Young adults in Chicago who are looking to tar up their lungs are going to be out of luck come Friday, as changes to the city's tobacco laws are set to go into effect, raising the minimum age to purchase tobacco products from 18 to 21.

The new ordinance was initially passed by the City Council in March, includes a tax on cigars and smokeless tobacco products, and is expected to bring in an additional $6 million in annual revenue.
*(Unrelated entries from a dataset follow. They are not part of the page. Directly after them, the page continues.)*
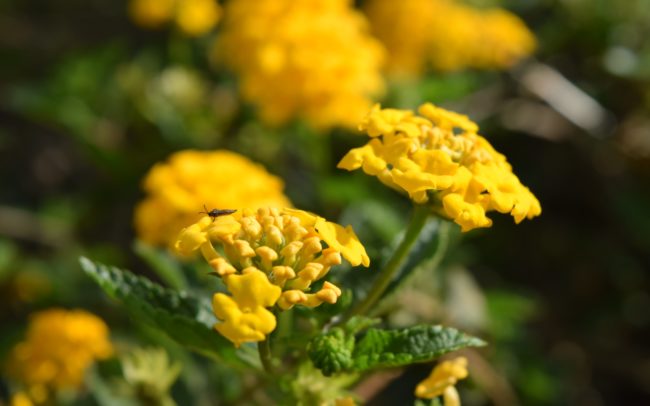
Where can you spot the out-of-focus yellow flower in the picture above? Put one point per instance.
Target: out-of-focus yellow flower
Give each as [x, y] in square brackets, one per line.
[347, 401]
[270, 257]
[60, 346]
[193, 17]
[442, 380]
[178, 189]
[21, 399]
[447, 34]
[310, 59]
[440, 160]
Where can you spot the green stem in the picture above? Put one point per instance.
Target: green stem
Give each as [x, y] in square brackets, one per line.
[264, 348]
[444, 229]
[417, 222]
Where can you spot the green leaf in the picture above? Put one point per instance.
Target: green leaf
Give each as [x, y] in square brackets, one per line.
[162, 264]
[340, 350]
[185, 319]
[429, 249]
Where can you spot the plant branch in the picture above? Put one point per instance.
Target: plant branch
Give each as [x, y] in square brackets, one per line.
[417, 222]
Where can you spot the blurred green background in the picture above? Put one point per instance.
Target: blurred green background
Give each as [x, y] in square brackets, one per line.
[89, 102]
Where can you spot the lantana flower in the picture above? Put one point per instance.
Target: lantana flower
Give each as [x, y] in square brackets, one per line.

In a press release, Mayor Rahm Emanuel's office touted the age hike as "an early Independence Day for thousands of Chicago youth," who definitely won't take the El out to the suburbs for their nicotine fix.

Though the new age limit aims to keep Chicagoans from getting hooked on the cancerous death sticks, it'll likely have a bigger impact on 18-to 20-year-old's wallets. In 2014, the city levied a 50-cent per-pack tax on cigarettes at the mayor's suggestion, making Chicago's $7.17 per-pack tax the highest on cigarettes in the nation and causing the price of a pack of smokes to soar to upwards of $13. 

At the end of the day, if Chicago's under-21 adults want to score a pack of squares, they'll have to find a way to cross city limits, which should be good for Oak Park, Evanston and northwest Indiana gas station and convenience store owners.